Lo spettatore mantiene due convinzioni contraddittorie simultaneamente — crea disagio e tensione emotiva. Hitchcock lo sfruttava come nessun altro.
Lo conosci dal set: lo spettatore è seduto e sa contemporaneamente due cose che si contraddicono — e proprio questo lo mette a disagio. Questa tensione interiore, questo grattare nella testa, è dissonanza cognitiva. Si crea quando due convinzioni, valori o informazioni si scontrano e il cervello cerca di conciliarli. Come cineasta, lo usi consapevolmente per creare tensione che non deriva dall'azione, ma da un conflitto mentale.
Hitchcock ne era il maestro: ti mostrava l'assassino nella prima inquadratura, dandoti quindi un'informazione. Poi ti mostrava come questa persona trattasse amorevolmente la sua famiglia. Il tuo cervello non riesce a mettere insieme: assassino + padre premuroso = contraddizione. Ti senti a disagio. Proprio questa era l'intenzione. Questa tecnica funziona anche in modo più sottile: un personaggio di cui ci si fida dice qualcosa che contraddice il suo comportamento precedente — e improvvisamente ti chiedi di chi puoi fidarti.

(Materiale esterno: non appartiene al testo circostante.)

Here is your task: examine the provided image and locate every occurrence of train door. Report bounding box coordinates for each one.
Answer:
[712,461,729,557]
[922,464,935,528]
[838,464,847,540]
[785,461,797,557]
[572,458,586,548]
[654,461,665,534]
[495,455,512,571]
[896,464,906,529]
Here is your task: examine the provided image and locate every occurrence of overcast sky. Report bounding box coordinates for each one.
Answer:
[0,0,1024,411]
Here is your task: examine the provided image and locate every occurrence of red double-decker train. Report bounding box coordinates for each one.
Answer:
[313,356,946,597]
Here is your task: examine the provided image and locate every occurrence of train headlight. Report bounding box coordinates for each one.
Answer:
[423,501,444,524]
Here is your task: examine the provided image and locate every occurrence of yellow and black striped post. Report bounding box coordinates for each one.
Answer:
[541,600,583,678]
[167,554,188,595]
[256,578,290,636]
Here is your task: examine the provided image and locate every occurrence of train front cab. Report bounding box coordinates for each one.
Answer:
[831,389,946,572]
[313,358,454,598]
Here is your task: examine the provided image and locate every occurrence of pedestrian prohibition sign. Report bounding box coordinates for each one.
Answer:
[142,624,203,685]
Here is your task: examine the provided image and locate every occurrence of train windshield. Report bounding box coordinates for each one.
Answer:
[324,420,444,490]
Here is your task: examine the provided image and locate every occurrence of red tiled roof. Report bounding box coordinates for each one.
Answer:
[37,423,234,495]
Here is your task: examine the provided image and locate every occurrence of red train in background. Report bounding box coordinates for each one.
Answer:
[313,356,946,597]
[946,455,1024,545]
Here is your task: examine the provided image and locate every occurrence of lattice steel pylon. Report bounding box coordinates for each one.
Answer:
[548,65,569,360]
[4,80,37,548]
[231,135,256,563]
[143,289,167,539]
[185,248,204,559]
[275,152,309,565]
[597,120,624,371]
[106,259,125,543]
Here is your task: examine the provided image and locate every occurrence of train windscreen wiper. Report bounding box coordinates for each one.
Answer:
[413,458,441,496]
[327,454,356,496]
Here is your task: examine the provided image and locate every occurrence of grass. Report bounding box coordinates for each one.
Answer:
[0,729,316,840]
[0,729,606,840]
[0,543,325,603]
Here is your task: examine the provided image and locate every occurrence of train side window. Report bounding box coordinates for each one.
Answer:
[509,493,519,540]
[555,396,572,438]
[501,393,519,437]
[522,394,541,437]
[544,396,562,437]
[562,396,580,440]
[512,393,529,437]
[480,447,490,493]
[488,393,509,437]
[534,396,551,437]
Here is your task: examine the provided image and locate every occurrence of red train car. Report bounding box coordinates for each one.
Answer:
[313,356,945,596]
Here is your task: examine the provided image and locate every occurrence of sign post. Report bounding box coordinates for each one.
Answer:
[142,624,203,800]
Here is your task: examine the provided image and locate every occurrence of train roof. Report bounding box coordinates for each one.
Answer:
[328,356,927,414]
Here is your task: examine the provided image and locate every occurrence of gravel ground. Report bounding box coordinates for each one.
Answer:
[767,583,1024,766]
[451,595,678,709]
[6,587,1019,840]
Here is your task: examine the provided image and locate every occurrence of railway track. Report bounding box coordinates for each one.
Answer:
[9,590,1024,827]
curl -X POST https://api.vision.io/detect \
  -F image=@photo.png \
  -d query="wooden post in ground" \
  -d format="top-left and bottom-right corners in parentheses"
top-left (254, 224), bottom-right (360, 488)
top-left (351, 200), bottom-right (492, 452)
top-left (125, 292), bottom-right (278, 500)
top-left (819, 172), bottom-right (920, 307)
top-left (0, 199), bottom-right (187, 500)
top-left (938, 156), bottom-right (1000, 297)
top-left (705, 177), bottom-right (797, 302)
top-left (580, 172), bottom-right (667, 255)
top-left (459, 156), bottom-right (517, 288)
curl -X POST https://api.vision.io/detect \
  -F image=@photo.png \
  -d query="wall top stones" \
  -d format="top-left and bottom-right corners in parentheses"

L'incertezza stessa diventa un'arma.
Nel montaggio pratico o nella pianificazione della drammaturgia, utilizzi la dissonanza cognitiva attraverso sequenze di montaggio, sound design o tempistiche dei dialoghi. Mostra un'immagine, accompagnala con una musica contraddittoria, fai contraddire un personaggio — i metodi sono numerosi. Importante: deve rimanere irrisolta, almeno per un po'. Non appena hai risolto la dissonanza (ad esempio, diventando chiaro: ah, non era davvero lui l'assassino), la tensione svanisce. Questo funziona solo se lo spettatore rimane in questo scomodo stato di sospensione.
Distingui questo dalla semplice confusione — la dissonanza cognitiva ha una componente emotiva. Lo spettatore sa logicamente cosa vede, ma prova qualcos'altro. Un dramma può lavorarci, così come thriller o film psicologici. Ma la dissonanza può funzionare anche nella commedia, quando contrapponi comportamenti attesi a reazioni reali. L'arte sta nell'usarla con parsimonia — troppa, e lo spettatore si disconnette; troppo poca, e non si accorge nemmeno di essere manipolato.